Ambulatory boys age 6 to <16 years old (at the time of randomization), diagnosed with DMD. Diagnosis must be confirmed in subject's medical history and by genetic testing obtained during routine clinical care for diagnostic purposes as reported from an appropriate regulated laboratory using a clinically validated genetic test (genetic testing is not provided by the sponsor).
Subjects who are able to perform the 4 stair climb in > or = 0.33 but < or =1.6 stairs/second.
Subjects must be receiving glucocorticosteroids for a minimum of 6 months prior to signing informed consent. There should be no significant change (>0.2 mg/kg) in dosage or dose regimen (not related to body weight change) for at least 3 months immediately prior to signing the informed consent and a reasonable expectation that dosage and dosing regimen will not change significantly for the duration of the study.
Adequate hepatic and renal function on screening laboratory assessments.
No underlying disposition for iron accumulation on screening laboratory assessments.
Iron content estimate on the screening liver MRI is within the normal range.

Exclusion criteria

Subjects with known cognitive impairment or behavioral issues that would impede the ability to follow instructions.
History of major surgical procedure within 6 weeks of signing the informed consent or planned surgery during the study.
Any injury which may impact functional testing. Previous injuries must be fully healed prior to consenting. Prior lower limb fractures must be fully healed and at least 3 months from injury date.
Presence or history of other musculoskeletal or neurologic disease or somatic disorder not related to DMD including pulmonary and cardiac disease.
Compromised cardiac function (left ventricular ejection fraction <55% as determined on a screening cardiac MRI or echocardiogram).
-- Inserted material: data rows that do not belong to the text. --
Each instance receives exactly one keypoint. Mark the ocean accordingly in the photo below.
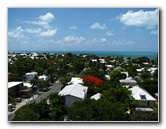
(150, 55)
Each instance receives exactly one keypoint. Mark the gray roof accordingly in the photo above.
(12, 84)
(76, 90)
(137, 92)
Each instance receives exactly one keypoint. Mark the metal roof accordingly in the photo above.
(76, 90)
(12, 84)
(137, 92)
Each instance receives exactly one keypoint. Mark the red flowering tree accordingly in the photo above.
(91, 80)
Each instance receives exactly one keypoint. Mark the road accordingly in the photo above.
(55, 88)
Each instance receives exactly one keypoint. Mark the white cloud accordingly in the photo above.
(48, 33)
(16, 33)
(109, 33)
(72, 38)
(98, 26)
(35, 30)
(48, 17)
(72, 27)
(43, 21)
(123, 42)
(155, 32)
(140, 18)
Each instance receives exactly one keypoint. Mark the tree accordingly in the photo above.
(114, 74)
(42, 111)
(120, 94)
(100, 110)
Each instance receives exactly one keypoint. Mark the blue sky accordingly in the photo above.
(83, 29)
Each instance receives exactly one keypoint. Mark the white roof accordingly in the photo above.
(76, 90)
(127, 74)
(127, 81)
(43, 77)
(144, 109)
(32, 73)
(75, 80)
(96, 96)
(28, 84)
(102, 61)
(140, 70)
(12, 84)
(137, 92)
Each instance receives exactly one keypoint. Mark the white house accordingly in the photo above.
(74, 92)
(96, 96)
(128, 81)
(144, 100)
(75, 80)
(30, 76)
(44, 77)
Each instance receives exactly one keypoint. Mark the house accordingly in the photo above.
(26, 90)
(128, 81)
(74, 92)
(152, 70)
(107, 77)
(127, 74)
(102, 61)
(140, 70)
(96, 96)
(75, 80)
(120, 68)
(145, 101)
(30, 76)
(14, 87)
(44, 77)
(20, 89)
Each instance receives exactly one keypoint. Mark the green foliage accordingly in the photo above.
(100, 110)
(11, 100)
(120, 94)
(144, 116)
(41, 111)
(115, 75)
(25, 113)
(151, 86)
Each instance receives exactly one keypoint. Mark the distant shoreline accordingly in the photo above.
(125, 54)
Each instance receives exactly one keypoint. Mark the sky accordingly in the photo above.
(83, 29)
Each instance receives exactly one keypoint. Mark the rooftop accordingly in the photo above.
(76, 90)
(12, 84)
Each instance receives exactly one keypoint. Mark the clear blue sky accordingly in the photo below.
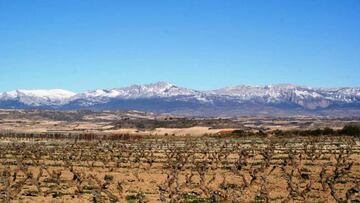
(203, 44)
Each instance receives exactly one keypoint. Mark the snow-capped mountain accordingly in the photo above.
(166, 97)
(38, 97)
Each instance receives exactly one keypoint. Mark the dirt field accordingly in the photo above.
(203, 169)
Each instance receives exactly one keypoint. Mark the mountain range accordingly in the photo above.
(164, 97)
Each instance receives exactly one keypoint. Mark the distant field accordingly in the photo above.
(249, 169)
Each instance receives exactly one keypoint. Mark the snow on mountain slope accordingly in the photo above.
(39, 97)
(160, 89)
(306, 97)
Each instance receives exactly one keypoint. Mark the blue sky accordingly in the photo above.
(203, 44)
Subjects may be receiving ACE (angiotensin converting enzyme) inhibitors or beta blockers, ARB (angiotensin II receptor antagonist) or aldosterone blocker/thiazide diuretic; however they must have initiated treatment more than 3 months prior to screening to ensure stable therapy.
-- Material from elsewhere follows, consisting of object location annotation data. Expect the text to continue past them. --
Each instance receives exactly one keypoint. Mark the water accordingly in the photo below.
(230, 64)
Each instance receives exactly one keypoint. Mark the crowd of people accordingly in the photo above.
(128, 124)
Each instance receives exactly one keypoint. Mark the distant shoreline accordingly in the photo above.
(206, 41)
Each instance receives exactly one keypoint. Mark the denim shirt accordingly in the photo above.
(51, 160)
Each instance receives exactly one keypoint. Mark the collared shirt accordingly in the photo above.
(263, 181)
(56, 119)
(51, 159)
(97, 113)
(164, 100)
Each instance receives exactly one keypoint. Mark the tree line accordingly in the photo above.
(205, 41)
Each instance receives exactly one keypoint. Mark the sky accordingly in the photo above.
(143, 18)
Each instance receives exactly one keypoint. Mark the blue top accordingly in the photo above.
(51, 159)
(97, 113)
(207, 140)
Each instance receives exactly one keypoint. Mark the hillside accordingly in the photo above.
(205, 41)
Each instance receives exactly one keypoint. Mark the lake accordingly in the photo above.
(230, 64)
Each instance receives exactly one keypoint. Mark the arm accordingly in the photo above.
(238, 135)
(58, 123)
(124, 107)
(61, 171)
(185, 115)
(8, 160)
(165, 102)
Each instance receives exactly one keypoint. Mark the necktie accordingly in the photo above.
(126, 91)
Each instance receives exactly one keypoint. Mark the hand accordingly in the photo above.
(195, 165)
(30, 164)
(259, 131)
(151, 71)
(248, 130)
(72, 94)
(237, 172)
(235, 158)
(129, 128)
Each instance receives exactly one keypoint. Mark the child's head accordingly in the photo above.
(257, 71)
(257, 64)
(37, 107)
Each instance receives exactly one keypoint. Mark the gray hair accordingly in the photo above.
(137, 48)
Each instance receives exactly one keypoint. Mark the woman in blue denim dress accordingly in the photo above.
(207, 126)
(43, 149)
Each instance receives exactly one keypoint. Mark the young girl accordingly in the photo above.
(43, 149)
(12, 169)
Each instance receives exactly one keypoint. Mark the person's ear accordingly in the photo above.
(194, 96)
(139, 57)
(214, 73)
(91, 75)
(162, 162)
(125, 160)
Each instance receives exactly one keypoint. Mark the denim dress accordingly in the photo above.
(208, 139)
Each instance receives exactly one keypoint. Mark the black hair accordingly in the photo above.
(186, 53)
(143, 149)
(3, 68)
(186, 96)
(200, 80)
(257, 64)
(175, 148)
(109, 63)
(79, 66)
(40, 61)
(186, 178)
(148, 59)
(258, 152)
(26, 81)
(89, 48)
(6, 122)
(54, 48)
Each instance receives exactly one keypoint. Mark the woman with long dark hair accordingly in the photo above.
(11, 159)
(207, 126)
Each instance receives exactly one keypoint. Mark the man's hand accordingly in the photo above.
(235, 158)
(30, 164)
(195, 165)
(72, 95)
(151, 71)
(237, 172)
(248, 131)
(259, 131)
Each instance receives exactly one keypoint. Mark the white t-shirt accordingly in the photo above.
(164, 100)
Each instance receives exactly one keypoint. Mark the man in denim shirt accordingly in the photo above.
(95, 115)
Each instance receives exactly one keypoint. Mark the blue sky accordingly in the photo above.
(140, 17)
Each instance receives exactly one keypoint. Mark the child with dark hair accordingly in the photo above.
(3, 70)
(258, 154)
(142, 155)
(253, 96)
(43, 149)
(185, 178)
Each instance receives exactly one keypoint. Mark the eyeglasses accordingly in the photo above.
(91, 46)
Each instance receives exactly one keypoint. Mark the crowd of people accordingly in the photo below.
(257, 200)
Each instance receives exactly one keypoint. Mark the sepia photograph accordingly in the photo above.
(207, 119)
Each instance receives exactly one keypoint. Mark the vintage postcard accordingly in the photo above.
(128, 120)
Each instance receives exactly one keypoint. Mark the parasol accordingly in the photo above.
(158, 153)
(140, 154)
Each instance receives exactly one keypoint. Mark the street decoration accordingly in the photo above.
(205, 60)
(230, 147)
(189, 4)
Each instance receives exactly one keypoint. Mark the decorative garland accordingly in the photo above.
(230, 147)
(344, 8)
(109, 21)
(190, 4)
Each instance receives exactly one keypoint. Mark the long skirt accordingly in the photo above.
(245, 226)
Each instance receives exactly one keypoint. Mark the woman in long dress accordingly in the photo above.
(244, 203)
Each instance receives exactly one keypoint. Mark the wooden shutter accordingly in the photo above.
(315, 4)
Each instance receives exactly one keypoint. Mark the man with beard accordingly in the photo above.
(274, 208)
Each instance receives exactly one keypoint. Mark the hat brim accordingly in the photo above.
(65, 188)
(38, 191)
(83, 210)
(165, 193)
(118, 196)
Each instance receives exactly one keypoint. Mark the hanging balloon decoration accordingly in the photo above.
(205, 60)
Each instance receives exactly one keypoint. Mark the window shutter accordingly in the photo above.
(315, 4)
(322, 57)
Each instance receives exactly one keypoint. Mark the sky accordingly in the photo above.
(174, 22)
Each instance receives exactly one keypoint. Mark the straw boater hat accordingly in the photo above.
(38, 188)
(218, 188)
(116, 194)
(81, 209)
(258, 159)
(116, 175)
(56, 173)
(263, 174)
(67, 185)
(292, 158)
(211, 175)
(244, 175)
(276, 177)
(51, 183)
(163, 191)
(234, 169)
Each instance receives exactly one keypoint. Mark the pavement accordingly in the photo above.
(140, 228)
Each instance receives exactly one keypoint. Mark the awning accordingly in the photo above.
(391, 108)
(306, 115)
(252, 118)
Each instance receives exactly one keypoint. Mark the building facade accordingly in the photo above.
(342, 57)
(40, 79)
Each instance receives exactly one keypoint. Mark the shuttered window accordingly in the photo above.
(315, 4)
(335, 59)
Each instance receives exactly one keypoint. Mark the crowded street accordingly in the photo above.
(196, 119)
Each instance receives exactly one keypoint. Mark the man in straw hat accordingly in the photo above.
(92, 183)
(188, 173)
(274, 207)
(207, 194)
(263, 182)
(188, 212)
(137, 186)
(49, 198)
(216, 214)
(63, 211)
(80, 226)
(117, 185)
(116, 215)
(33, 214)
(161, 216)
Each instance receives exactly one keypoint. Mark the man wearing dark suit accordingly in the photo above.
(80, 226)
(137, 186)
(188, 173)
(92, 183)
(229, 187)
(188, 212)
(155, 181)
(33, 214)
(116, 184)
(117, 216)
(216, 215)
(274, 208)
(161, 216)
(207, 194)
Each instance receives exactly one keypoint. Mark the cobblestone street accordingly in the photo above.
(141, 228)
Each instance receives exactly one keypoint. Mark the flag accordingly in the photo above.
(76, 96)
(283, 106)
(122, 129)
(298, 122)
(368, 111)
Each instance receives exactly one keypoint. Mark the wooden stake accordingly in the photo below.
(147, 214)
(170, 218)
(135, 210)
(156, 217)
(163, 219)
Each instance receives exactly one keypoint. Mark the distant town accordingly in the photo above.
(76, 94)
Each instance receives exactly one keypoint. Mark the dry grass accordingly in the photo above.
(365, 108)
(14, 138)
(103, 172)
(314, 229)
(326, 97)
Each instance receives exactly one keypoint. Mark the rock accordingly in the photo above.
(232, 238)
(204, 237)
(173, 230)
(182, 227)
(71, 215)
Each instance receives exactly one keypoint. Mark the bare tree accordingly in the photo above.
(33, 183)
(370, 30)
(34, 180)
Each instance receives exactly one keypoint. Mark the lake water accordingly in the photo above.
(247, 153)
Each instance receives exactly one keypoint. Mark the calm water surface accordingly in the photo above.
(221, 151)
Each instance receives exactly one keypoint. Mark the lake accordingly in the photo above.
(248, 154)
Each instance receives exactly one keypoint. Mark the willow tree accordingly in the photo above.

Evidence or history of clinically significant hematological, renal, endocrine, pulmonary, gastrointestinal, cardiovascular (including uncontrolled hypertension), hepatic, neurologic, or allergic disease (including drug allergies, but excluding untreated, asymptomatic, seasonal allergies at time of dosing).
Documented history of iron overload including hemochromatosis, beta thalassemia major, beta thalassemia intermedia or hemolytic anemia.
Unwilling or unable (eg, metal implants, requires sedation) to undergo examination with closed MRI without sedation.
Participation in other studies involving investigational drug(s) for a minimum of 30 days or within 5 half lives (whichever is longer) prior to signing the informed consent and/or during study participation.
Current or prior treatment with anti-myostatin, exon skipping, nonsense mutation targeted therapies ever or more than 30 days of treatment with utrophin modifiers and treatment with utrophin modifiers within 30 days prior ot signing the informed consent and/or during study participation.
Current or prior treatment within the past 3 months with androgens or human growth hormone.
Current treatment with immunosuppressant therapies (other than glucocorticoid steroids), aminoglycosides (eg, gentamicin), multi vitamins with iron and iron supplements and other investigational therapies (including idebenone).